Dolmabahçe Caddesinin geniş
kaldırımları bizim çoğunlukla tercih ettiğimiz yürüyüş güzergahımızdır. Bazen Dolmabahçe Cafe’de soluklanırız.Burasının harika bir konumu var.Boğazın serin
dalgalarının dibinde çayınızı yudumlayabilirsiniz.Mevkisi ve denize sıfır olmasına rağmen çok ucuz bir mekandır.Sanırım devlet tarafından işletildiği için
böyle.Tabi servisi tahmin edersiniz yine aynı sebepten ötürü çok yavaş.
Bu akşam yürüyüşümüzü Karaköy’e
kadar uzattık.2 yıldır gitmediğim ama aslında çok sevdiğim bir lokantaya eşimi
götürdüm; Karaköyüm Restaurant.Tramvay yolu üzerinde Bankalar Han’ının en üst
katındaki,tarihi yarımada manzaralı mekanı iki sevimli ve işbilir hanımefendi
işletiyor.Biz gittiğimizde lokantada bir nişan töreni vardı.Yine de bizi bir
köşede ağırladılar.Başlangıç olarak şefin seçimi 4 çeşit mezeden oluşan meze
tabağı,peynir-kavun ve Akdeniz Salatası,ana yemek olarak ise eşim Levrek Pane
,ben de Levrek Bohçası ısmarladık.Tabi birer duble de rakı.Mezeler,çerkes
tavuğu,haydari,pancar turşusu,deniz börülcesiydi.Gerçekten hepsi çok
lezzetliydi.Levrek paneyi eşim çok beğendi.Ben de ucundan tattım ve
beğendim.Üstelik bitiremeyeceğimiz kadar büyük bir porsiyondu.Fazlasını
apartmandaki kedimiz için paketlettik.Bu arada apartmanın önünde bazen de
içinde beslediğimiz bir kedimiz var.Adı “Sürtük”.Yanlış anlaşılmasın,insanın
bacaklarına sürtünmeye bayılıyor.O yüzden ismi öyle.Neyse levreğe dönelim.Benim
Levrek Bohçası yufka benzeri bir hamur işine sarılı geldi.Üzerinde kaşar
eritilmişti.Lezzet gerçekten üst düzeydeydi.Ama ben de yemeğimi
bitiremedim,çünkü bu da büyük porsiyondu.Keşke garsonumuz bizi porsiyonların
büyüklüğü konusunda uyarsaydı demekten kendimizi alamadık.Sadece bir ana yemek
bize yetecekti.İşte “Mükemmellik ayrıntıda gizlidir” lafı böyle durumlar için
geçerli.Mekan çok güzel,lezzetler harika,servis iyi,manzaranın dünyada eşi yok
ama bu küçük ayrıntı eleştiri noktamız oldu.Fazla büyüttüğümü düşünmeyin çünkü
büyük porsiyon yemek veren bir çok lokantada yiyemeyeceğim kadar sipariş
verdiğimi gören garsonların uyarılarıyla karşılaştım ve çok memnun oldum.Servis
konusunda bir yazı yazmam gerekecek sanırım.
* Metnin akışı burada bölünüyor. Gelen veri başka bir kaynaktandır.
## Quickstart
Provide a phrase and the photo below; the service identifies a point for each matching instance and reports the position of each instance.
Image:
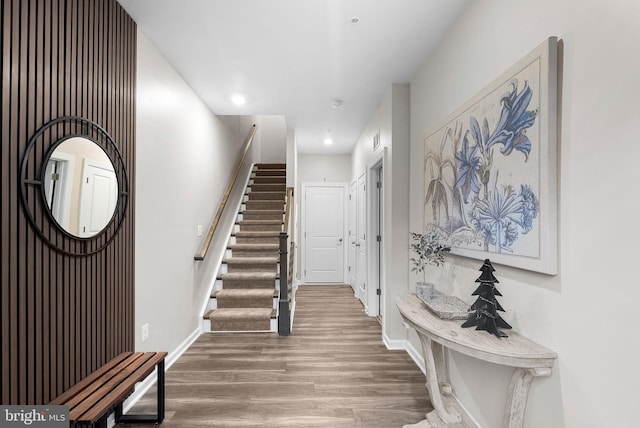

Yemeğin üzerine Antakya usulü
hazırlanmış kabak tatlısı yedik.Tatlının üzerine Antalya usulü tahin
koydurduk.Yanında çayla pek güzel oldu.Toplam 110 TL hesap ödedik.Lezzet,mekan
ve servisi göz önüne alarak fiyat-beklenti oranı bence dengeliydi.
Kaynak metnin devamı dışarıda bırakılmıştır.